Union patrons also said they would like more places to study and meet with friends.
“I’d like a more homey common area,” said Erik Butz, a member of the counsel of religious advisers with the Campus Crusade for Christ. Butz said he comes to the union three or four days a week. “More coffee shop-ish type of stuff is what I’m thinking. More hangout places, more quiet spots.”
Another lounge area would also be added on the first floor, with refreshments offered, and possibly a stage for live music. Towle said many students want alcoholic beverages to be served there, but current University policy does not allow alcohol on campus.
“We’re definitely open to (alcohol),” Towle said.
Andre Viktora, president of the Board of Governors, said the board is planning a trip to the University of Wisconsin–Madison to visit its union, where alcohol is currently served, to get an idea of what effect it has on the union.
The second floor, where student organizations and administration are now housed, would change as well.
Plans call for adding conference space for student organizations, and two common areas for student organizations to share. The larger student organizations, such as the Minnesota Student Association, now located on the second floor, would move to the third floor. These organizations would continue to pay rent to have their own separate offices.

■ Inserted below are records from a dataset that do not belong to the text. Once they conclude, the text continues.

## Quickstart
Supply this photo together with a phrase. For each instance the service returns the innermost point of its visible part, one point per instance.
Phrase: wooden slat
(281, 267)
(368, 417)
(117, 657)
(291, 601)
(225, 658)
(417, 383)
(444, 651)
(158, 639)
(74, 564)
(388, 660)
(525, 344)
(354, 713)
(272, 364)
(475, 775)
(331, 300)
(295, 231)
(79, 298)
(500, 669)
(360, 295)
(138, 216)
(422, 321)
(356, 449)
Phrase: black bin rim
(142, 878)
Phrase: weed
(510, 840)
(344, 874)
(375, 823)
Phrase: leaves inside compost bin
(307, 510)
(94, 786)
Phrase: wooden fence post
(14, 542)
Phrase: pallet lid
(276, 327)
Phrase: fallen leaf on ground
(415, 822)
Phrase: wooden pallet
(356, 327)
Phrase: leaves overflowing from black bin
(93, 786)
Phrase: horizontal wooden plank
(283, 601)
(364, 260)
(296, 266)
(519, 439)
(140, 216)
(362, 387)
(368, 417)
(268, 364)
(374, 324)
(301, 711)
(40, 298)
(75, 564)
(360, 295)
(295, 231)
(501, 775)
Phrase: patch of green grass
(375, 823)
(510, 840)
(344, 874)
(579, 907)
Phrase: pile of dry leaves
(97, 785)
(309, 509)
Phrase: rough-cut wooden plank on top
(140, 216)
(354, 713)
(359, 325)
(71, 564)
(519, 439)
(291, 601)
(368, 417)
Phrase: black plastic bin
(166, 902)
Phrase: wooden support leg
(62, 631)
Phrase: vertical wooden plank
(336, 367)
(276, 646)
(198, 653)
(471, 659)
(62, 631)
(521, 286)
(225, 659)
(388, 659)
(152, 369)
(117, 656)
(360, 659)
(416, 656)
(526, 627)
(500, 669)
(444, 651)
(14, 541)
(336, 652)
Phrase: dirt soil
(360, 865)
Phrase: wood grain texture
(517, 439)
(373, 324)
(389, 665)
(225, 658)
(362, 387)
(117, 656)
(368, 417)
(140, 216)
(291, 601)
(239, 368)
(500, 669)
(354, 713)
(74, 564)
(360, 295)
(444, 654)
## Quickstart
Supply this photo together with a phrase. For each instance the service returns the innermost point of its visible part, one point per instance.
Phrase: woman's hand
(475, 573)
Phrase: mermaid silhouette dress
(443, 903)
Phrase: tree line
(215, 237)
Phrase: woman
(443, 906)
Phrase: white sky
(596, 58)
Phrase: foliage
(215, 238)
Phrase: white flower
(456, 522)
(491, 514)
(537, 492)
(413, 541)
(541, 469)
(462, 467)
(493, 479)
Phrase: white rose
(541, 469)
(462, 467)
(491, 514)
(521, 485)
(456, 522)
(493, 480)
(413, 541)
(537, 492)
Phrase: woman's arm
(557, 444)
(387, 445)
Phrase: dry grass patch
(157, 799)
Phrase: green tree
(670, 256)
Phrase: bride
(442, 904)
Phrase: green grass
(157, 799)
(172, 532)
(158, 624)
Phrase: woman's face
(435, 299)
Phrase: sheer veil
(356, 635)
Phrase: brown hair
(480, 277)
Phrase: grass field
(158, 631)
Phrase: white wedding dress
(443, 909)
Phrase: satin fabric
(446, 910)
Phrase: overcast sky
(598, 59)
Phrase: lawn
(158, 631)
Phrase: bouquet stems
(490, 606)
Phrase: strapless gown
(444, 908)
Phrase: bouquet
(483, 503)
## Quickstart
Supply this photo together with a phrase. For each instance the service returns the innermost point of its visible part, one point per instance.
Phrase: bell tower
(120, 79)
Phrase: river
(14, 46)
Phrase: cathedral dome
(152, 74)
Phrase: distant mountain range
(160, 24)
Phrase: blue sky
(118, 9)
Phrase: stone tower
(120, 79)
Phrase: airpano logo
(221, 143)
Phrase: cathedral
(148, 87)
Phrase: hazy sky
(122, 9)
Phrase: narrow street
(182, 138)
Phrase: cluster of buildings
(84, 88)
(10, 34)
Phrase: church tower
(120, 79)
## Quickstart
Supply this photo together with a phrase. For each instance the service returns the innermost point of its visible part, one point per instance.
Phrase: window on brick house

The third and fourth floors would remain essentially the same, but the conference rooms currently housed there would be remodeled.
The board is also considering adding a computer lab to either the third floor or the basement.
Not everyone thinks Coffman should change, however. Pat McSherry, a non-degree-seeking student who attended the University in the 1970s, said he doesn’t think the renovations will attract more students.
“I can tell you what the social life was here in ’72,” he said. “I’ve seen the transition and it’s tragic. It was a much friendlier atmosphere in ’72. Coffman was much more crowded. Students regularly came down here for some sort of interchange. People are basically not coming here anymore.”
McSherry added that people don’t use Coffman like they once did because the social climate at the University has changed, and students prefer to spend their time off-campus. He also said the smoking ban may have driven smokers away from the union.
“(Renovation is) an attempt to mechanically change what can’t be changed mechanically,” he said. “It’s a problem with the people. They’re not coming here because they’re not social.”